Kepala Disdikpora Bantul Nugroho Eko Setyanto mengatakan pihaknya belum bisa memastikan penyebab pasti sepinya peminat di sekolah-sekolah tersebut. "Ini masih harus kita analisis lagi karena belum diketahui penyebab sekolah tersebut hanya memperoleh beberapa siswa," ujarnya di Bantul, Selasa.
Disdikpora akan menelusuri berbagai faktor, termasuk data dari Dinas Kependudukan untuk mengetahui jumlah anak pada kelompok usia sekolah. Selain itu, pihaknya juga akan mengidentifikasi apakah anak-anak asal Bantul memilih bersekolah di luar daerah atau masuk ke pondok pesantren.
Meski tren penurunan peserta didik terus terjadi, Disdikpora Bantul menegaskan belum mengambil keputusan untuk menggabungkan sekolah atau regrouping. "Saat ini kami masih memetakan kondisi riil masing-masing sekolah dan lingkungannya, sehingga belum ada keputusan mengenai regrouping," kata Nugroho.

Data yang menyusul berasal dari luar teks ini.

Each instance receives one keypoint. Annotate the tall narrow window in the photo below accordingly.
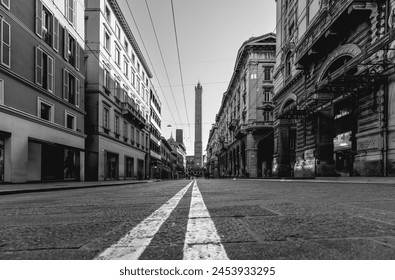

Kajian akan mempertimbangkan efektivitas, efisiensi, serta kebutuhan layanan pendidikan di setiap wilayah. Pihaknya juga akan melihat apakah di suatu wilayah masih terdapat anak-anak yang membutuhkan akses pendidikan. Setiap rencana regrouping nantinya akan dibahas bersama berbagai pihak sebelum ditetapkan sebagai kebijakan.
Dalam proses pemetaan, Disdikpora mengacu pada ketentuan jumlah maksimal peserta didik per rombongan belajar (rombel), yakni 32 siswa untuk jenjang SMP dan 28 siswa untuk jenjang SD. Setelah Masa Pengenalan Lingkungan Sekolah (MPLS) selesai, pihaknya akan mengkaji lebih dalam sekolah-sekolah yang minim murid.